The deal for Pangea comes after CrowdStrike announced plans in August to acquire Onum, a startup that provides data pipeline management, in a move to boost the vendor’s AI-powered Falcon Next-Gen SIEM offering.

Check Point To Buy AI Cybersecurity Startup Lakera To Boost Agentic AI Security

Staying on the topic of savvy acquisitions around AI security, Check Point this week announced a deal to acquire acquire AI cybersecurity startup Lakera, the developer of AI-native security platforms for agentic AI applications.

Lakera is set to be the foundation of Check Point’s Global Center of Excellence for AI Security. Check Point CEO Nadav Zafrir said with the Lakera acquisition, the company can deliver a full end-to-end AI security stack designed to protect enterprises as they adopt artificial intelligence.

“AI is transforming every business process, but it also introduces new attack surfaces,” Zafrir said in a statement. “We chose Lakera because it brings AI-native security, superior precision and speed at scale. Together we are setting the benchmark for how enterprises adopt and trust AI.”

Founded in 2021, Lakera’s flagship offerings—Lakera Red and Lakera Guard—provide pre-deployment posture assessments and real-time runtime enforcement to protect large language models, AI agents and multimodal workflows.

Services Partner Indicium Wins Equity Investment From Databricks

Data and AI platform giant Databricks has generated headlines recently by raising huge amounts of venture capital. This week Indicium, an AI and data consulting services provider that works closely with Databricks, was a winner when Databricks Ventures made an equity investment of undisclosed size in the company.
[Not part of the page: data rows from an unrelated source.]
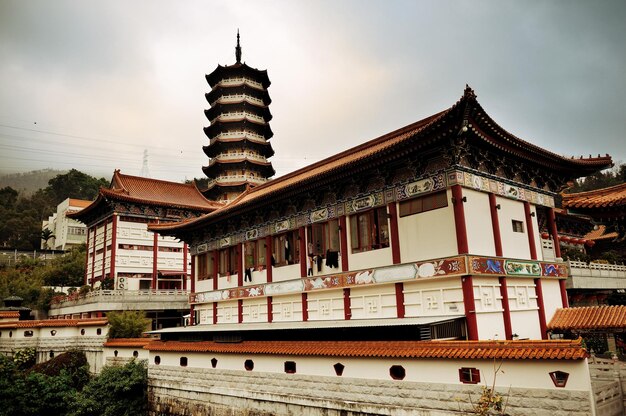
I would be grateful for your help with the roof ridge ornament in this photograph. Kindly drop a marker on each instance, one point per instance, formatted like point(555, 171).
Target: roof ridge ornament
point(238, 49)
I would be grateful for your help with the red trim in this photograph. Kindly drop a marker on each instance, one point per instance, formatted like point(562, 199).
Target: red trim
point(531, 232)
point(185, 256)
point(303, 253)
point(459, 220)
point(155, 251)
point(495, 225)
point(470, 308)
point(554, 231)
point(542, 309)
point(506, 310)
point(395, 237)
point(564, 300)
point(347, 310)
point(239, 264)
point(268, 258)
point(305, 307)
point(400, 299)
point(113, 245)
point(344, 243)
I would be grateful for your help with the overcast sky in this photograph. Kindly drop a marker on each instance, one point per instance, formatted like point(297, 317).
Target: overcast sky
point(92, 84)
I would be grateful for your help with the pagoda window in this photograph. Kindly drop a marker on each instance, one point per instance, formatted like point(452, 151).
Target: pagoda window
point(206, 266)
point(369, 230)
point(228, 261)
point(286, 248)
point(323, 237)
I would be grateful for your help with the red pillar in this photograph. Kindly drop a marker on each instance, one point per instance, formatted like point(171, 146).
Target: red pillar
point(395, 237)
point(506, 310)
point(495, 224)
point(459, 219)
point(554, 231)
point(470, 308)
point(542, 310)
point(347, 310)
point(303, 251)
point(564, 300)
point(400, 299)
point(268, 258)
point(531, 231)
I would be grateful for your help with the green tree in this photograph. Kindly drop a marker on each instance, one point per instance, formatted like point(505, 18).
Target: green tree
point(127, 324)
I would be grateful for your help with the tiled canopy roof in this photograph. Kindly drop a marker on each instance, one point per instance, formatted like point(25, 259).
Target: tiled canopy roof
point(524, 350)
point(46, 323)
point(589, 318)
point(415, 134)
point(600, 198)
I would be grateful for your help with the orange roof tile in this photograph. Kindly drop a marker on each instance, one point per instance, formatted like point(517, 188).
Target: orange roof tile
point(54, 323)
point(589, 318)
point(525, 350)
point(128, 342)
point(600, 198)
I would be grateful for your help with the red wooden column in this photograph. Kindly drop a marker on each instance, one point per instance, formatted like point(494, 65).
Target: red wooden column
point(347, 309)
point(531, 231)
point(564, 300)
point(185, 253)
point(87, 258)
point(344, 243)
point(155, 252)
point(400, 300)
point(542, 310)
point(268, 258)
point(506, 310)
point(470, 308)
point(554, 231)
point(495, 224)
point(459, 219)
point(303, 252)
point(113, 245)
point(104, 248)
point(395, 236)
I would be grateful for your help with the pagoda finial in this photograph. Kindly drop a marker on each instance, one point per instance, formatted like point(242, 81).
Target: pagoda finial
point(238, 49)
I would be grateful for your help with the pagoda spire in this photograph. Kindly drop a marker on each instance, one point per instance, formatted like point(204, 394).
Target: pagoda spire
point(238, 49)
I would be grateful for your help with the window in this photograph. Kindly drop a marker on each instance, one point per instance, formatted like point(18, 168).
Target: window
point(423, 204)
point(469, 375)
point(518, 226)
point(323, 237)
point(397, 372)
point(369, 230)
point(286, 248)
point(290, 367)
point(559, 378)
point(227, 261)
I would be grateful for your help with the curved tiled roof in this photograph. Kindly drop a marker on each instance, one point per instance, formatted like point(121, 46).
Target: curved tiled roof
point(54, 323)
point(589, 318)
point(612, 196)
point(524, 350)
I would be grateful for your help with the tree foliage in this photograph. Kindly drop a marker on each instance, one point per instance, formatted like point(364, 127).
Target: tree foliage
point(127, 324)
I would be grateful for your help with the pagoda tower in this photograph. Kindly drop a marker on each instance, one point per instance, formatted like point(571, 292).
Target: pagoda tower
point(239, 129)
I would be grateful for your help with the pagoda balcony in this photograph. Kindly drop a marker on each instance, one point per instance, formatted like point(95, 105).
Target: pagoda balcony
point(118, 300)
point(236, 98)
point(232, 82)
point(229, 179)
point(238, 116)
point(236, 135)
point(596, 276)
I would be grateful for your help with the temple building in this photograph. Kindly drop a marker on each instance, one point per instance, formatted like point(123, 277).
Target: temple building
point(239, 130)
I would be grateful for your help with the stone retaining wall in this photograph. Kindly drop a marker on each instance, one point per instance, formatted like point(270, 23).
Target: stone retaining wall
point(188, 391)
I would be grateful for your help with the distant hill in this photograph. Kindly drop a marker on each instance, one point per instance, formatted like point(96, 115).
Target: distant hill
point(29, 182)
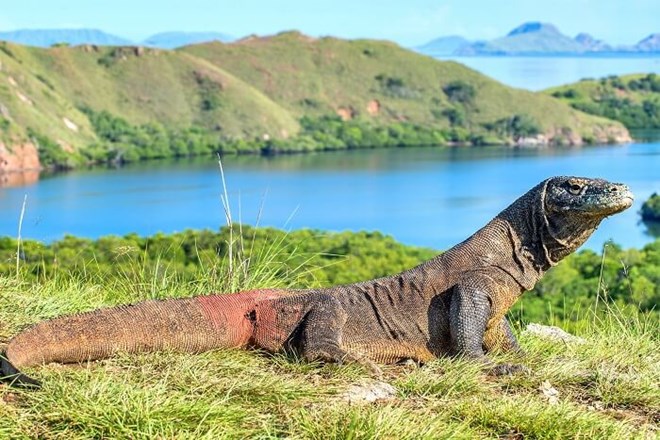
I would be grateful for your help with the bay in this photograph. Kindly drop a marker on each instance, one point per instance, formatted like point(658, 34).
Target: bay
point(432, 197)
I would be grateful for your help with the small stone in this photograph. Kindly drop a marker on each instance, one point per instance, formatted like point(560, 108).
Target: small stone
point(368, 392)
point(549, 392)
point(552, 333)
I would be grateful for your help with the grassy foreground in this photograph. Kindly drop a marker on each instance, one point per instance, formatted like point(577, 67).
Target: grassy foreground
point(607, 386)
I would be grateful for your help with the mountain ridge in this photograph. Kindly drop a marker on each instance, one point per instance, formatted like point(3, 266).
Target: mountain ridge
point(536, 38)
point(263, 88)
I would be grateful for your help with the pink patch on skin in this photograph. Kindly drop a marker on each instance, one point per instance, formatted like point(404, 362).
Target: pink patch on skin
point(230, 314)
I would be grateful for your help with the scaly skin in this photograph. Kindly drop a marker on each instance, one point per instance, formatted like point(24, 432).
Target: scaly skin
point(453, 304)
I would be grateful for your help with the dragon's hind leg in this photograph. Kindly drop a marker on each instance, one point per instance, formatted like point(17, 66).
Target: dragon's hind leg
point(321, 335)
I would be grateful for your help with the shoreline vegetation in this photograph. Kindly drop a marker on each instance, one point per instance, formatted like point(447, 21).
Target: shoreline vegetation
point(64, 107)
point(602, 384)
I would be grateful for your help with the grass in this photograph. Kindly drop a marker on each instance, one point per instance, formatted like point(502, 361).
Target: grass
point(608, 386)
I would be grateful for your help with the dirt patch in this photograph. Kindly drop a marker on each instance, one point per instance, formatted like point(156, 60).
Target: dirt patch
point(20, 157)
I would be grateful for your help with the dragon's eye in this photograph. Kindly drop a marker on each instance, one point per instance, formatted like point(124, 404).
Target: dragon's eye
point(574, 188)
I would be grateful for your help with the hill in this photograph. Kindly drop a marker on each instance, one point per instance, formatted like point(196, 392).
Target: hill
point(94, 103)
point(172, 40)
point(535, 38)
point(634, 100)
point(73, 37)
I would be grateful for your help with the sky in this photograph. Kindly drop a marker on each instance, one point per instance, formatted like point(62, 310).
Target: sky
point(408, 22)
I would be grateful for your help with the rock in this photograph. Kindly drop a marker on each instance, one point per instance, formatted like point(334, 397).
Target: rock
point(19, 157)
point(368, 391)
point(552, 333)
point(549, 392)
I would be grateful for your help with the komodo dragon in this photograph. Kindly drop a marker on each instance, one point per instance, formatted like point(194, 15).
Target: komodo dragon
point(452, 304)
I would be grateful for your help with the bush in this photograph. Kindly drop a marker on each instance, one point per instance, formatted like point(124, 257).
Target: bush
point(460, 91)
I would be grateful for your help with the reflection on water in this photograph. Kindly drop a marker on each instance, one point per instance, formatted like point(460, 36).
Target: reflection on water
point(432, 197)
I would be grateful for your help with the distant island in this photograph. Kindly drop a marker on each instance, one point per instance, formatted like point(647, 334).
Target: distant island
point(64, 107)
point(633, 100)
point(75, 37)
point(536, 38)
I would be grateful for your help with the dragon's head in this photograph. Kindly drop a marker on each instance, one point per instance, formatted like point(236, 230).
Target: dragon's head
point(582, 199)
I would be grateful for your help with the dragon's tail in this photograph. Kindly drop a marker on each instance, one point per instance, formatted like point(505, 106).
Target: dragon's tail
point(190, 325)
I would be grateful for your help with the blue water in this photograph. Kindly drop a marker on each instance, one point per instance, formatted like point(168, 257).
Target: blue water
point(537, 73)
point(423, 196)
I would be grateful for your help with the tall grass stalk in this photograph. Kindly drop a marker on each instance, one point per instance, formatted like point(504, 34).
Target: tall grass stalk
point(18, 239)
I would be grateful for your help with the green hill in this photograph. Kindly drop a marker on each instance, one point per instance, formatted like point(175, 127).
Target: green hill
point(287, 92)
point(634, 100)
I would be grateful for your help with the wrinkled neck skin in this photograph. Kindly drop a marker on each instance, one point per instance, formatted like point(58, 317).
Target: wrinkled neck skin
point(539, 237)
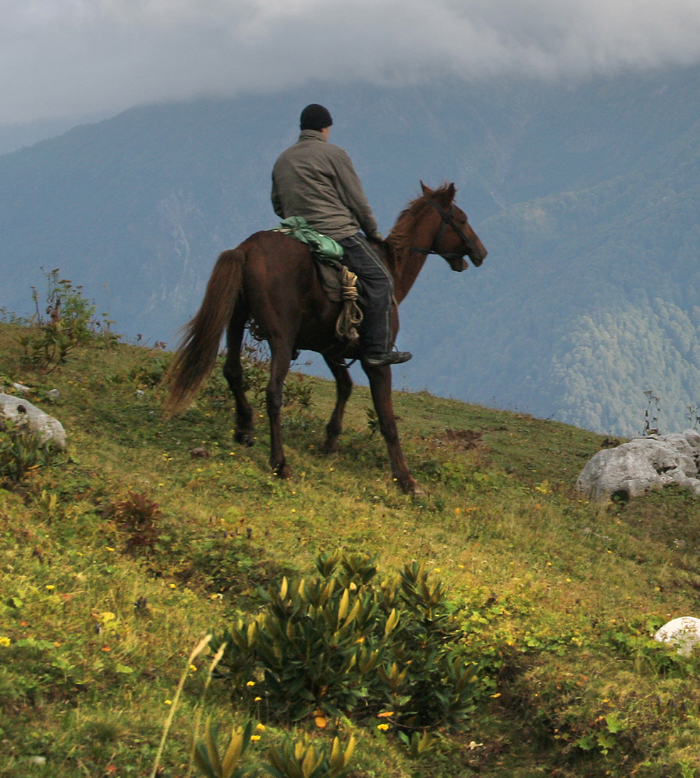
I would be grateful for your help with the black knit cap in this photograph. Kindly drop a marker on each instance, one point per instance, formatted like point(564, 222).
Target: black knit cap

The two companies said the investment “strengthens the bonds between the industry leaders” as clients work to modernize their data systems and adopt AI.

“This is a huge confirmation from Databricks of the great work that we have been doing for the past eight years, the great partner that we are for them…and we’re quite excited to get closer and closer with them,” said Indicium CEO Matheus Dellagnelo in an interview with CRN.
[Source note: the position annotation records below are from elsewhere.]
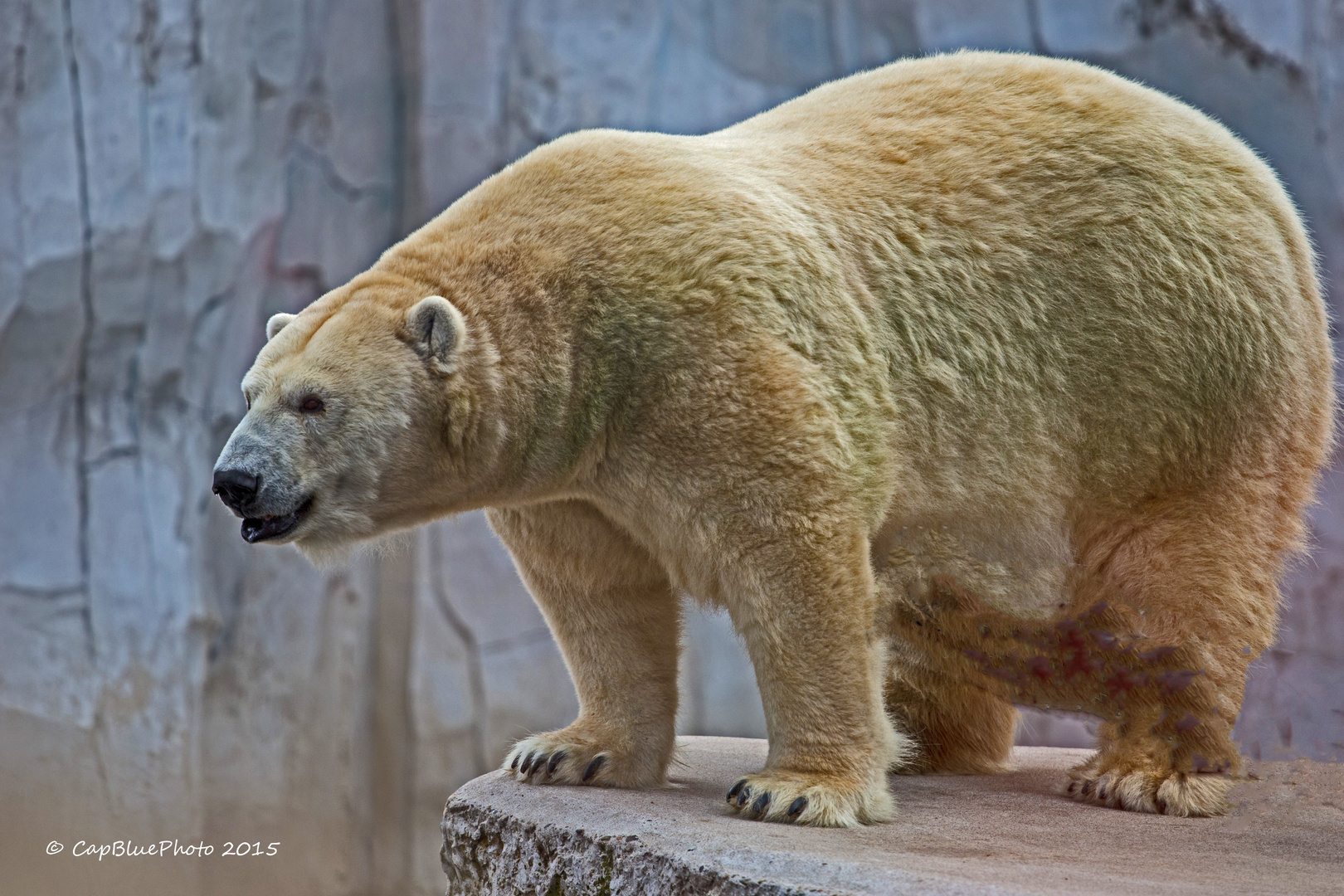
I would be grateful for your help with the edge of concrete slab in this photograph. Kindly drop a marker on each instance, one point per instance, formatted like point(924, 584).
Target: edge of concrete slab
point(1010, 833)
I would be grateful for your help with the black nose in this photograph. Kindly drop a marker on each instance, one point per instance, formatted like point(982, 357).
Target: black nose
point(236, 486)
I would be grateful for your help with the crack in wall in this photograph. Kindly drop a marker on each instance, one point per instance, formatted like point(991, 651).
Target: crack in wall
point(86, 323)
point(1213, 23)
point(475, 666)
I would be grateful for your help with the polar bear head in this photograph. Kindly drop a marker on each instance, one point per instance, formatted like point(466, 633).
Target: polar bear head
point(364, 416)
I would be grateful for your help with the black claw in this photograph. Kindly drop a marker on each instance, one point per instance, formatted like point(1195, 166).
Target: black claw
point(593, 767)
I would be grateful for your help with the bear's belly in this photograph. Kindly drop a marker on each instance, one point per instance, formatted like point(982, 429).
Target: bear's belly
point(1018, 571)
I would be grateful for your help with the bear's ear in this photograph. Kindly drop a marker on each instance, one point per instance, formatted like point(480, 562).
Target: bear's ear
point(437, 331)
point(277, 323)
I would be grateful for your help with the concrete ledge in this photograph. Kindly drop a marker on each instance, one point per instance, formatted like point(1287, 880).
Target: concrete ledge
point(955, 835)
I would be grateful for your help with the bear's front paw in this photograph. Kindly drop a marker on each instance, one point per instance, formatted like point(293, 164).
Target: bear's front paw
point(566, 758)
point(812, 798)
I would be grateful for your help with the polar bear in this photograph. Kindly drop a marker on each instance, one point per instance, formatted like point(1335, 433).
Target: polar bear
point(971, 381)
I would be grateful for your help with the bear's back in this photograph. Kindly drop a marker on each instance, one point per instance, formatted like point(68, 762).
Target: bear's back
point(1042, 236)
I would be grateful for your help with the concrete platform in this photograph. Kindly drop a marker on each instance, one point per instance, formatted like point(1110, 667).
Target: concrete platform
point(1008, 833)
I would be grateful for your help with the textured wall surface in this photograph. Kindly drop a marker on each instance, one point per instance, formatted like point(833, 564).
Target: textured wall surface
point(175, 171)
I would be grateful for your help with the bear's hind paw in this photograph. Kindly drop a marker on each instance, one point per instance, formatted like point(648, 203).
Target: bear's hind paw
point(1181, 793)
point(823, 801)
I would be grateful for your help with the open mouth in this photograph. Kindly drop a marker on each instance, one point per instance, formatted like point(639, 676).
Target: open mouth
point(272, 527)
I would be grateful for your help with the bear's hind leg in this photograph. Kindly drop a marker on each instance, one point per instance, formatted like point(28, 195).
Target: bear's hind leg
point(957, 728)
point(1198, 581)
point(617, 622)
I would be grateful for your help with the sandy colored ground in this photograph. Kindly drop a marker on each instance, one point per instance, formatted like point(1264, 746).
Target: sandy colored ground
point(1012, 833)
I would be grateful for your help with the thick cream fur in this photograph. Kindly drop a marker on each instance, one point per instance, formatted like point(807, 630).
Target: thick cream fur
point(968, 381)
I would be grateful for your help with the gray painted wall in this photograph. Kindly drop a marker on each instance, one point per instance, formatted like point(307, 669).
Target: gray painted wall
point(175, 171)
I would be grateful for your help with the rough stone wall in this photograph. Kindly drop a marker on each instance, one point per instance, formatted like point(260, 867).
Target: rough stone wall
point(175, 171)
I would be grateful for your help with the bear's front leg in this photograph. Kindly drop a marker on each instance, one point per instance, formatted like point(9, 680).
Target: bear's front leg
point(806, 610)
point(617, 622)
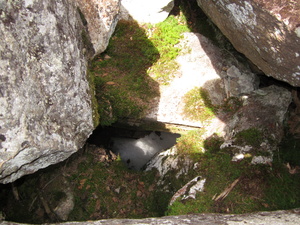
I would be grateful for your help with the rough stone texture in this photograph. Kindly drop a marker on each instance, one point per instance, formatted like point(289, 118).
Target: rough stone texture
point(239, 82)
point(144, 11)
point(266, 32)
point(288, 217)
point(202, 65)
point(45, 102)
point(265, 110)
point(100, 17)
point(169, 164)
Indicium is a global data and AI services company that helps clients—especially in the financial services space— migrate and optimize data systems, develop scalable data products, and leverage data resources for operational AI.

While Indicium has worked with the Databricks platform since the service company’s 2017 founding, the firm has been developing an ever-tighter relationship with the big data giant, achieving Databricks Elite partner status last year.

Dell Technologies Says It’s First To Bring Intel’s Gaudi 3 PCIe To Market

Dell Technologies showed off its technical chops this week when it debuted a new server that can house up to eight Intel Gaudi 3 PCIe AI accelerators—saying it’s the first IT company to do so.

Dell said the Gaudi allows for fast inferencing, silicon diversity, and better capital expense management for enterprises leveraging AI workloads. The company touted the Gaudi as costing less and drawing about half as much power as other GPUs.

Round Rock, Texas-based Dell said the Gaudi 3 can come installed on the Dell PowerEdge XE7740 rack server, a 4U device that is capable of fine-tuning AI models for specific workflows and running high-performance inferencing. The XE7740 can accommodate up to eight Gaudi 3 PCIe accelerators in either a double-wide or a four-way bridged configuration.

Dell is the worldwide market leader in selling servers and during its most recent quarter, it delivered record server and networking revenue of $12.9 billion, up 69 percent, year over year.